IEEE/ACM Trans Comput Biol Bioinform. 2018 Nov-Dec;15(6):1991-1998. doi: 10.1109/TCBB.2018.2858755. Epub 2018 Jul 23.
In this article, we present a computational framework to identify "causal relationships" among super gene sets. For "causal relationships," we refer to both stimulatory and inhibitory regulatory relationships, regardless of through direct or indirect mechanisms. For super gene sets, we refer to "pathways, annotated lists, and gene signatures," or PAGs. To identify causal relationships among PAGs, we extend the previous work on identifying PAG-to-PAG regulatory relationships by further requiring them to be significantly enriched with gene-to-gene co-expression pairs across the two PAGs involved. This is achieved by developing a quantitative metric based on PAG-to-PAG Co-expressions (PPC), which we use to infer the likelihood that PAG-to-PAG relationships under examination are causal-either stimulatory or inhibitory. Since true causal relationships are unknown, we approximate the overall performance of inferring causal relationships with the performance of recalling known r-type PAG-to-PAG relationships from causal PAG-to-PAG inference, using a functional genomics benchmark dataset from the GEO database. We report the area-under-curve (AUC) performance for both precision and recall being 0.81. By applying our framework to a myeloid-derived suppressor cells (MDSC) dataset, we further demonstrate that this framework is effective in helping build multi-scale biomolecular systems models with new insights on regulatory and causal links for downstream biological interpretations.

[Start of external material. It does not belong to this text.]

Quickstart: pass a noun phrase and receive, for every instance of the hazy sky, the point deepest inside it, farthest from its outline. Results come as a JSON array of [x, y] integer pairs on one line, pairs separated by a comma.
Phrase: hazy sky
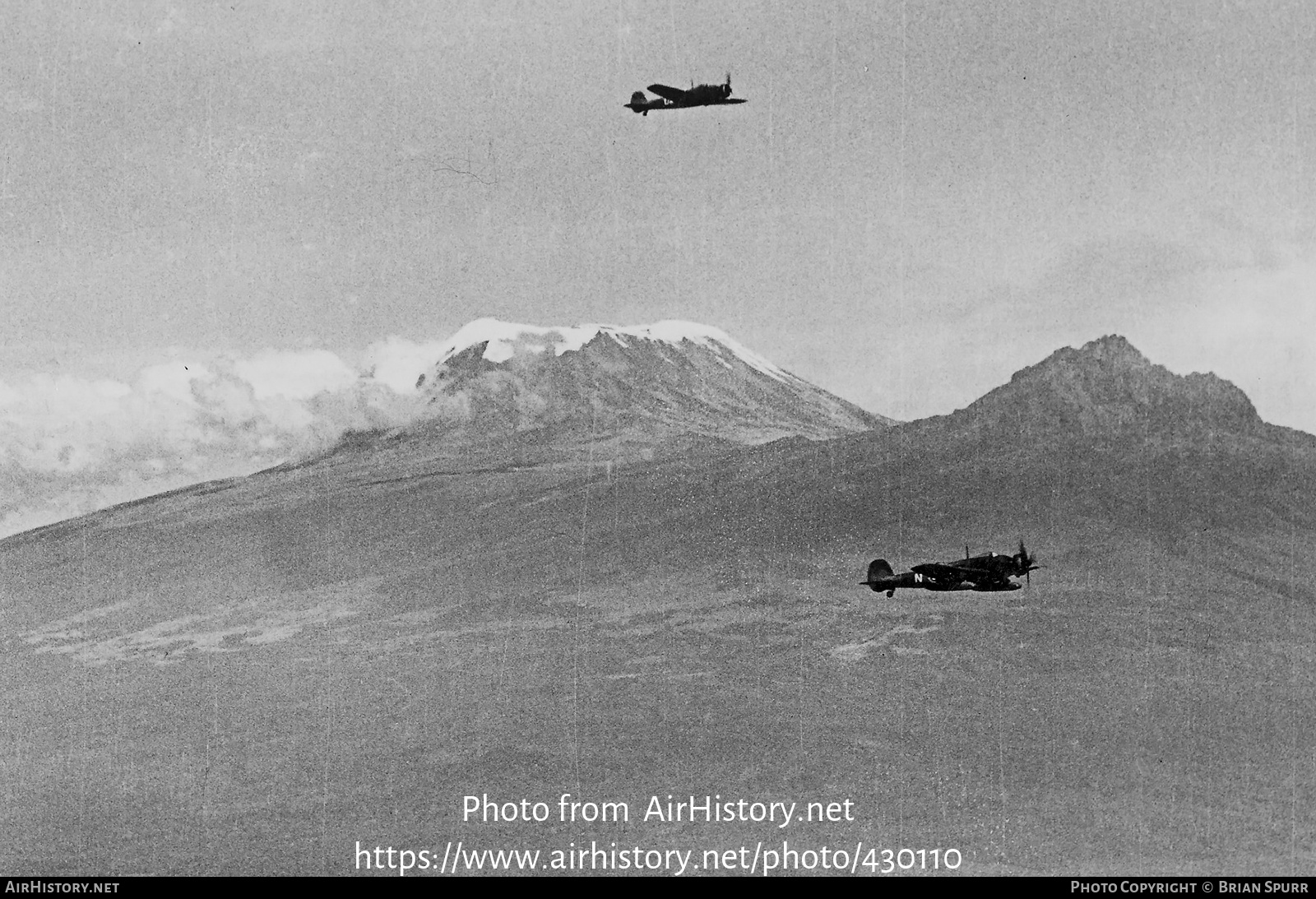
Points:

在本文中,我们提出了一种计算框架,用于识别超级基因集之间的“因果关系”。对于“因果关系”,我们指的是刺激和抑制调节关系,无论通过直接还是间接机制。对于超级基因集,我们指的是“途径、注释列表和基因特征”或 PAGs。为了识别 PAG 之间的因果关系,我们通过进一步要求它们在所涉及的两个 PAG 之间显著富集基因对基因共表达对,扩展了先前识别 PAG 到 PAG 调节关系的工作。这是通过开发基于 PAG 到 PAG 共表达 (PPC) 的定量指标来实现的,我们使用该指标来推断正在检查的 PAG 到 PAG 关系是否是因果关系-无论是刺激还是抑制。由于真实的因果关系是未知的,我们使用来自 GEO 数据库的功能基因组基准数据集,通过从因果 PAG 到 PAG 推断中召回已知 r 型 PAG 到 PAG 关系的性能,来近似推断因果关系的总体性能。我们报告了精度和召回率的曲线下面积 (AUC) 性能分别为 0.81。通过将我们的框架应用于髓系来源的抑制细胞 (MDSC) 数据集,我们进一步证明了该框架有助于构建具有调节和因果关系的新见解的多尺度生物分子系统模型,以便进行下游生物学解释。